The Pittsburgh City Council has voted on a five-year recovery plan that includes the possible lease of its parking garages as one “preferred” option for raising an additional $10 million to $14 million per year for the city’s underfunded public pension.
The plan authorizes the city to pursue the lease as one of three “alternative” options to increasing funding for the pension, including additional cost cuts and fee increases. If the city cannot guarantee the additional funding for the pension from any of these sources by November, next year’s budget will revert to the “failsafe” option of increasing taxes to fund the required additional pension contribution for the budget year, according to the plan.
A feasibility study for the long-term lease of the city’s 11 parking garages is already underway and Pittsburgh Mayor Luke Ravenstahl has come out in strong favor of strengthening the city’s public pension fund, which was only 29 percent funded as of December last year. That level of funding made it the worst-funded pension fund of ten major US cities in a January report published by the Pew Charitable Trusts.
Other cities that have pursued long-term leases of their infrastructure assets have taken similar approaches of budgeting for the proceeds of a potential deal prior to pursuing it. In Chicago, the city council enacted a 2009 budget in November 2008 that included the proceeds from a potential long-term lease of its on-street parking as a way to address a $150 million budget shortfall.
However, the plan also reserves the city the right to raise revenue from the parking garages without leasing them.
“As an alternative to the Mayor’s proposed lease of the parking garages, the City may consider and review an increase in parking authority rates and a dedication of incremental parking revenues to its pension or debt obligations,” the plan reads.

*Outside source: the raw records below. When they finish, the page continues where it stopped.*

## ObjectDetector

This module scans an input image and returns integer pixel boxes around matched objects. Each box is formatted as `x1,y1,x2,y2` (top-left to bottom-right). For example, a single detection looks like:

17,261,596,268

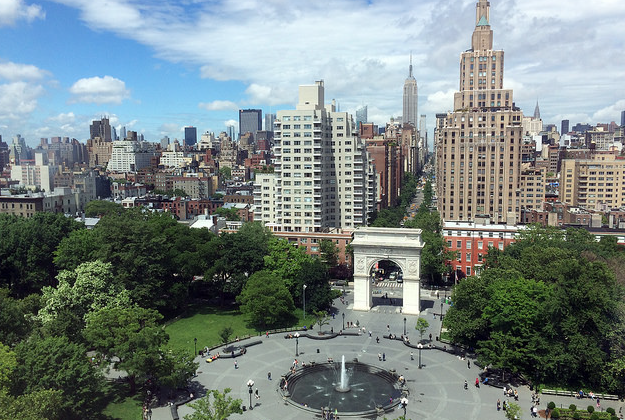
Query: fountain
284,356,401,418
334,355,350,392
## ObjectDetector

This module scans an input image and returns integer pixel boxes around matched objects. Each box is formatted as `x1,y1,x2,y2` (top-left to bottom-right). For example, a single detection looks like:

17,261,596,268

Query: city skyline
0,0,625,146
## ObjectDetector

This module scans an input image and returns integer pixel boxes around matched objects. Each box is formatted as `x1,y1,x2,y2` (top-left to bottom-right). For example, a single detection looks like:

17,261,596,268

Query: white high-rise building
401,54,419,128
260,81,375,232
106,140,156,172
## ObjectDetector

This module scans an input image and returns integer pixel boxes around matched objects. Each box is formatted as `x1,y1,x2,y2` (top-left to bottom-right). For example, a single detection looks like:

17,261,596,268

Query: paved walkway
152,289,625,420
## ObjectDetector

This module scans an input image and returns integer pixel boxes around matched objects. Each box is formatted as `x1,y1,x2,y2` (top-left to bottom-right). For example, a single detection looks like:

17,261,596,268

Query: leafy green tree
85,200,124,217
38,261,130,332
0,212,81,298
319,239,339,268
13,337,104,419
313,311,330,332
237,271,295,328
184,388,243,420
415,317,430,341
0,389,62,420
84,306,169,394
219,326,234,344
0,289,38,346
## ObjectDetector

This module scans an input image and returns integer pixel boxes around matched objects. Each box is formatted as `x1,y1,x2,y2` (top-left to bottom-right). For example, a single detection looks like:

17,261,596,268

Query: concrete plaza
152,287,623,420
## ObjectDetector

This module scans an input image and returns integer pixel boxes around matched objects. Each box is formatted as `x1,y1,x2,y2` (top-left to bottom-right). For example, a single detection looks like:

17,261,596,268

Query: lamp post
417,343,423,369
302,285,306,319
247,379,254,410
295,333,299,356
399,397,408,419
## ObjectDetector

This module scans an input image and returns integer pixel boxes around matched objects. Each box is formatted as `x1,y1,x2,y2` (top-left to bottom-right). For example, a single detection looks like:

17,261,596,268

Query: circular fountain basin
287,362,401,416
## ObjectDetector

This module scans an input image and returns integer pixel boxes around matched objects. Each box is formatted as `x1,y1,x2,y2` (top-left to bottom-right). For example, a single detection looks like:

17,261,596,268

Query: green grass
165,304,314,353
103,383,143,420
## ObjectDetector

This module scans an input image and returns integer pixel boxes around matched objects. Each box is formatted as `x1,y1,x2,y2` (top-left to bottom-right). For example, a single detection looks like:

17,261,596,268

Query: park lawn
103,383,143,420
165,304,313,353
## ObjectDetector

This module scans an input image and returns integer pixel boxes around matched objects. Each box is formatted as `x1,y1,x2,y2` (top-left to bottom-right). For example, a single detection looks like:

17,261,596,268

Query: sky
0,0,625,146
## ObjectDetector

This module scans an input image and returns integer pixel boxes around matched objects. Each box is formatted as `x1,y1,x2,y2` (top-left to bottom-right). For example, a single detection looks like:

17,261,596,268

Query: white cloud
0,61,50,82
198,100,239,111
0,82,44,119
69,76,130,105
48,112,76,124
0,0,46,26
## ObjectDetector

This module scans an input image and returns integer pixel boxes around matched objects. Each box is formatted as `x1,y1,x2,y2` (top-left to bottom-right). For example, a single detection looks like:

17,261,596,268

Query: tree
184,388,243,420
319,239,339,268
415,318,430,341
237,270,295,328
13,337,104,419
219,326,234,344
84,306,168,394
37,261,130,332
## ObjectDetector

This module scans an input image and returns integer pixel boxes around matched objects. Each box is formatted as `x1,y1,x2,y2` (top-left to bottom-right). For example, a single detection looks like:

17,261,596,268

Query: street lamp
247,379,254,410
302,285,306,319
399,397,408,419
295,333,299,356
417,343,423,369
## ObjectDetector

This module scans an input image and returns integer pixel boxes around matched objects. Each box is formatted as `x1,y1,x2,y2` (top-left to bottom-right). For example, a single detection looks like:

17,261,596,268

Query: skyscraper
89,117,112,141
356,105,367,130
266,81,375,232
239,109,263,138
436,0,523,222
560,120,569,134
402,53,419,127
184,126,197,146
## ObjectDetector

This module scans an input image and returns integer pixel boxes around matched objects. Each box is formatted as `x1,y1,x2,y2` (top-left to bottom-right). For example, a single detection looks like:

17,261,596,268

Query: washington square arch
351,227,424,315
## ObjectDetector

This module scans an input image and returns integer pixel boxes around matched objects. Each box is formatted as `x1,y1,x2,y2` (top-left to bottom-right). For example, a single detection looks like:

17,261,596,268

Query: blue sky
0,0,625,145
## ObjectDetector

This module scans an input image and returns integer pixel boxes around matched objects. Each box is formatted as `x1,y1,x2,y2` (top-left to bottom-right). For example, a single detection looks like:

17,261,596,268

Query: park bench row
540,389,619,401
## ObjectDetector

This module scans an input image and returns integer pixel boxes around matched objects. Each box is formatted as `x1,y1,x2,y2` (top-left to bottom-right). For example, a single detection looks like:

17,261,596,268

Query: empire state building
435,0,523,223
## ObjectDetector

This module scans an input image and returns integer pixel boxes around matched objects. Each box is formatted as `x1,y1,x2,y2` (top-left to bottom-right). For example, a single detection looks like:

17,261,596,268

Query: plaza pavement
152,288,625,420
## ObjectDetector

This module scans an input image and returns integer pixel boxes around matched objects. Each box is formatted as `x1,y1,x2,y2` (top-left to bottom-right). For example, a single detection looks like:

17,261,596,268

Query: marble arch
351,227,424,315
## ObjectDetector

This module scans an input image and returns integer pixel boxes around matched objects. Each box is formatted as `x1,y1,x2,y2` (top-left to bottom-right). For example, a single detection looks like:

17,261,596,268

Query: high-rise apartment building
436,0,523,222
184,126,197,146
560,120,570,134
356,105,367,130
239,109,263,138
266,81,375,232
402,54,419,127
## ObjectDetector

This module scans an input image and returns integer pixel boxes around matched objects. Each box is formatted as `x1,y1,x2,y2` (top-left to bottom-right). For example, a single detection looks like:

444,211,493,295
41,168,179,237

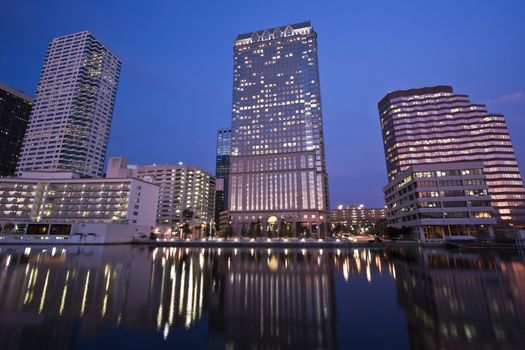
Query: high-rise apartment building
378,86,525,227
17,31,121,176
228,22,328,235
0,83,33,176
106,157,215,236
215,129,232,227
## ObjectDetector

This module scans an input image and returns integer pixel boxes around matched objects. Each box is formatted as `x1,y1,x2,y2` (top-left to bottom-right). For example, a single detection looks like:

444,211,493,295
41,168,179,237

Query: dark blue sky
0,0,525,206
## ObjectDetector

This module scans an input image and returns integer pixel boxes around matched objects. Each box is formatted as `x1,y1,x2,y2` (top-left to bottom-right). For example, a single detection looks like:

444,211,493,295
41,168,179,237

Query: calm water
0,246,525,349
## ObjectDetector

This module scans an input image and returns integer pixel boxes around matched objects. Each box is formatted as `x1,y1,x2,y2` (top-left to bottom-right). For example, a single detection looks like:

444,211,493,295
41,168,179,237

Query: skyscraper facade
378,86,525,227
215,129,232,227
0,84,33,176
228,22,328,235
17,31,121,176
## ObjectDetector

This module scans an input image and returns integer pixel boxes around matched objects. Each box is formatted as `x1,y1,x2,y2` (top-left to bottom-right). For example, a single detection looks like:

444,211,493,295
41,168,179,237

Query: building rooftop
236,21,312,40
378,85,454,106
0,83,33,103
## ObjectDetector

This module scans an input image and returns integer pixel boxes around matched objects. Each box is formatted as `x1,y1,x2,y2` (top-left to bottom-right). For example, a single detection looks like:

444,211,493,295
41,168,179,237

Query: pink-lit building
378,86,525,227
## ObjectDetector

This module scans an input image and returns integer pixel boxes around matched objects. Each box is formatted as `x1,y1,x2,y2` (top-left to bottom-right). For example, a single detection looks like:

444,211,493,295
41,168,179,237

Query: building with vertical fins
17,31,121,176
215,129,232,227
228,22,328,236
0,83,33,176
378,86,525,227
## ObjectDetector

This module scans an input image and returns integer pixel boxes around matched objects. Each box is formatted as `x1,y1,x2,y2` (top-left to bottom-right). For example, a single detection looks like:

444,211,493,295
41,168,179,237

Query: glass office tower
215,129,232,228
16,31,121,176
0,83,33,176
228,22,328,236
378,86,525,227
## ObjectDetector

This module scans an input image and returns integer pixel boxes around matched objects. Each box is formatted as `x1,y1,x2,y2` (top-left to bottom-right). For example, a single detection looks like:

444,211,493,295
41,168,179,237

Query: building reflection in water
0,246,525,349
392,250,525,349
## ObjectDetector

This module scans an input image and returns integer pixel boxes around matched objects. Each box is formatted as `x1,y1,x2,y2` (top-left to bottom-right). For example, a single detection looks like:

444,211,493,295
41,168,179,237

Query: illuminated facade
215,129,232,227
0,172,158,243
0,83,33,176
228,22,328,235
17,32,121,176
379,86,525,226
106,157,215,235
383,162,496,240
330,204,386,226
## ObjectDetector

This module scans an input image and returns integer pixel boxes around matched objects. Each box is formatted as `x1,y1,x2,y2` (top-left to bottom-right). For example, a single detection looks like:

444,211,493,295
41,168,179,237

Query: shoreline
0,239,520,251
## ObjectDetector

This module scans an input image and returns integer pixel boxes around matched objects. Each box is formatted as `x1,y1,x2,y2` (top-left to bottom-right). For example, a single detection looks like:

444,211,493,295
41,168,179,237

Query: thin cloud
487,91,525,103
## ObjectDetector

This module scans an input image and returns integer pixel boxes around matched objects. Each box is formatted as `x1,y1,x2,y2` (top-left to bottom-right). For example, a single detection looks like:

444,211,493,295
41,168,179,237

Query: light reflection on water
0,246,525,349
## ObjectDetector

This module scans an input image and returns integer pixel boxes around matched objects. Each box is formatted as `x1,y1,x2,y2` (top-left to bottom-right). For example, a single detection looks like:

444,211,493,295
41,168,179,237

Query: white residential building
0,172,159,243
106,157,215,236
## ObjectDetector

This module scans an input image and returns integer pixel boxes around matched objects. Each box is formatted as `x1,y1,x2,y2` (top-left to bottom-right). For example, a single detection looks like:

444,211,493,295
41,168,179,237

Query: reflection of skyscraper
228,22,328,234
0,246,212,349
395,251,525,349
211,250,337,349
215,129,232,225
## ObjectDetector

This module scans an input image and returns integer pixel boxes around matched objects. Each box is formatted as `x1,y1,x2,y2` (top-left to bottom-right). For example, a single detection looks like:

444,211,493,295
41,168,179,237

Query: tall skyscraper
378,86,525,226
0,83,33,176
17,31,121,176
215,129,232,227
228,22,328,235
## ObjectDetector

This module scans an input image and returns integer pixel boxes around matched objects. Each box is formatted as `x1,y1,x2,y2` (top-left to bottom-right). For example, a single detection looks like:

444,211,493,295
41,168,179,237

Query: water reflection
393,250,525,349
0,246,525,349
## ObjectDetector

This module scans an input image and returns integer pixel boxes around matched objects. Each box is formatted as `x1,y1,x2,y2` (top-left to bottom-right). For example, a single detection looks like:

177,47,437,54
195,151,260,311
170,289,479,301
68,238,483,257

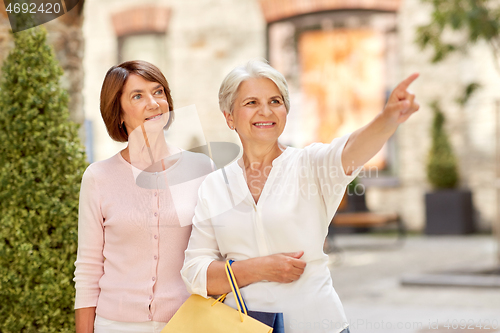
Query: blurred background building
0,0,500,231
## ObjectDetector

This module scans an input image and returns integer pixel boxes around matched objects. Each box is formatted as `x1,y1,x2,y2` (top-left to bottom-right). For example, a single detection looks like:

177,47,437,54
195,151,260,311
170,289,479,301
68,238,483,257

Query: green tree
427,101,458,189
0,28,86,333
417,0,500,72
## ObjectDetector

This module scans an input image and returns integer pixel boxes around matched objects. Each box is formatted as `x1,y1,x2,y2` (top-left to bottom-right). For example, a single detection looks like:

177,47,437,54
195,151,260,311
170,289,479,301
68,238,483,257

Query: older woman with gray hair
181,61,419,333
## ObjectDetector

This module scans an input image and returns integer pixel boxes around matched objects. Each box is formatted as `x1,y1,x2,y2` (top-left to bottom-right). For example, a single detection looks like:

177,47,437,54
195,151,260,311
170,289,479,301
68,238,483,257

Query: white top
181,134,361,333
74,151,212,322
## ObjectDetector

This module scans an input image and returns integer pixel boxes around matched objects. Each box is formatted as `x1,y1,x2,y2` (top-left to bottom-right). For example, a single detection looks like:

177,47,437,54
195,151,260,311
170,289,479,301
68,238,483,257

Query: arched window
260,0,399,175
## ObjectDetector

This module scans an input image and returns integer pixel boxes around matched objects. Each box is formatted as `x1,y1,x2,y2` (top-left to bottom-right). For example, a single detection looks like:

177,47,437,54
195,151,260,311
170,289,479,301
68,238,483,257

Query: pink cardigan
74,151,212,322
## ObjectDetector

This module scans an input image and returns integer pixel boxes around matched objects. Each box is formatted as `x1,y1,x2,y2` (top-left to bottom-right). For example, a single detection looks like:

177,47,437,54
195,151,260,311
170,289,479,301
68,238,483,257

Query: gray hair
219,59,290,114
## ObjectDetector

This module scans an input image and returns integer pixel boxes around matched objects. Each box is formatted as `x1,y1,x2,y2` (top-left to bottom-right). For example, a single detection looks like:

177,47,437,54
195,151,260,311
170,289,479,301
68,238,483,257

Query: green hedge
0,28,86,333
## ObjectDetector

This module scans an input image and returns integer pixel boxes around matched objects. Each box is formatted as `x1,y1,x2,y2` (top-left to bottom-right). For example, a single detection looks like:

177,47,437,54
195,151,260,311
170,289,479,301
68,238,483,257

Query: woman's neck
121,132,181,172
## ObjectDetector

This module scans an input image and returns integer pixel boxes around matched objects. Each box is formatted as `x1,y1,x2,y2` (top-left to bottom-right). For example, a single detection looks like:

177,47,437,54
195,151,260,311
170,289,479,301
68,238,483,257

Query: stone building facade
84,0,500,230
0,0,500,230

That alternative mirrors similar steps recently taken by Milwaukee’s city council. The city was considering a long-term lease of its water utility but decided to put those plans on hold to see how much money it could generate by raising rates and retaining the Milwaukee Water Works under its management.
In Pittsburgh, as in Chicago and Milwaukee, budget pressures have prompted the city to look into public-private partnerships for its existing assets as a revenue-raising measure.
In 2004, Pittsburgh passed its first five-year recovery plan under the state’s Act 47 – a statute that allows the state to declare certain municipalities “financially distressed” as a way to help them chart their way to recovery – and eliminated the problem of persistent annual operating deficits.
However, the problem of legacy costs tied to the city’s underfunded pension, medical and retiree benefits has remained, prompting it to pass the second recovery plan under Act 47, which includes the parking lease as a potential alternative for rescuing the city’s retiree benefits.